DR Congo arrests officers after deadly crackdown on anti-UN rally
What you need to know:
- Congolese soldiers last Wednesday stopped a religious sect from holding a demonstration against United Nations peacekeepers in the city of Goma.
DR Congo announced the arrest of military officers on Monday, after nearly 50 people were killed in a crackdown on an anti-UN protest in the east of the country.
Congolese soldiers last Wednesday stopped a religious sect from holding a demonstration against United Nations peacekeepers in the city of Goma.
An internal army document consulted by AFP, and verified by security officials, gave a death toll of 48 civilians killed -- in addition to a policemen slain by the protesters.
The Democratic Republic of Congo's government said the day after the incident that 43 people had been killed and 56 wounded.
Early on Monday, Congolese Interior Minister Peter Kazadi announced that a commander of a Republican Guard brigade as well as a regiment commander had been arrested.
A trial will be organised soon "to establish who was responsible", he told reporters in Goma.
Kazadi travelled to the eastern city in the aftermath of the crackdown to investigate the incident, alongside the Congolese defence minister Jean-Pierre Bemba.

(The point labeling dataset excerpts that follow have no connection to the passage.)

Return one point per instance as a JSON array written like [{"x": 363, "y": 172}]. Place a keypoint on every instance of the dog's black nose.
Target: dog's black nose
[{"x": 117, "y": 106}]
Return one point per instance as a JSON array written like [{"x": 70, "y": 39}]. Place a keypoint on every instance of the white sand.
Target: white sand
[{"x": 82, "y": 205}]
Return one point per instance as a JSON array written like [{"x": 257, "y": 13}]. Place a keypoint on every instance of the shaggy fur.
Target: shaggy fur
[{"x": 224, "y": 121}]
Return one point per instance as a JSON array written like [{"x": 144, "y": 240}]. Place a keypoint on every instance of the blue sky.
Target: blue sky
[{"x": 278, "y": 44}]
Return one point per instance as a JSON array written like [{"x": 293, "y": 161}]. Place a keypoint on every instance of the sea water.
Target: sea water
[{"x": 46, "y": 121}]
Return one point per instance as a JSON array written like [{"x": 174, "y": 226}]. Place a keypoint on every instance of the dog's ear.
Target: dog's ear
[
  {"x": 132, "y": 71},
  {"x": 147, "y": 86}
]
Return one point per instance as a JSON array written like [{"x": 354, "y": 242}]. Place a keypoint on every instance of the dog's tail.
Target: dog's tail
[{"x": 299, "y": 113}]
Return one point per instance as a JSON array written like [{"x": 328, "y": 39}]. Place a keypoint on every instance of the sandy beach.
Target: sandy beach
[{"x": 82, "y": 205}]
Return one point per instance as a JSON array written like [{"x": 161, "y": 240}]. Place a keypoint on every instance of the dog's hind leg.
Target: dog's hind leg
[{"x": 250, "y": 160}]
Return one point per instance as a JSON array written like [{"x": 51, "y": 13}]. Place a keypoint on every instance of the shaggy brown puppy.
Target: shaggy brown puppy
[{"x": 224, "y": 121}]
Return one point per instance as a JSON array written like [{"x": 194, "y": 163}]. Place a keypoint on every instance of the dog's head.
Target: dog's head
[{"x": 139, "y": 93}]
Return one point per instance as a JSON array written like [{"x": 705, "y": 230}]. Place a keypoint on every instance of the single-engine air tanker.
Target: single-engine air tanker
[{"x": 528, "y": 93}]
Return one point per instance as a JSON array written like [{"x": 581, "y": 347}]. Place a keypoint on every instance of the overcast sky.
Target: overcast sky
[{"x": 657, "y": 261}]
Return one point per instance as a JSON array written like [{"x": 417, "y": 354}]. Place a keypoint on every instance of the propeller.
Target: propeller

"We interviewed all the military security officials in the city," Kazadi said. "Some military officials were immediately referred to the military prosecutor's office."
"We are asking the population to remain calm, to trust the government and our justice system, which will soon reach a verdict," the interior minister added.
The DRC's communications ministry said on Monday that the arrested officers were Colonel Mike Mikombe and Lieutenant-Colonel Donatien Bawili, both of the elite Republican Guard.
Pro-democracy group LUCHA welcomed the arrests but also called for the detention of Goma's mayor, the military governor of North Kivu province -- of which Goma is the capital -- and rank-and-file soldiers implicated in the incident.
Militias have wreaked havoc in eastern DRC for three decades, a legacy of regional wars that flared in the 1990s and 2000s.
The UN peacekeeping mission in the region is one of the largest and costliest in the world, with an annual budget of about $1 billion (915,000,000 euros).
But the UN comes in for sharp criticism in the central African nation, where many people perceive the peacekeepers as failing to prevent conflict.
Last year, dozens of people were killed in anti-UN protests across eastern DRC.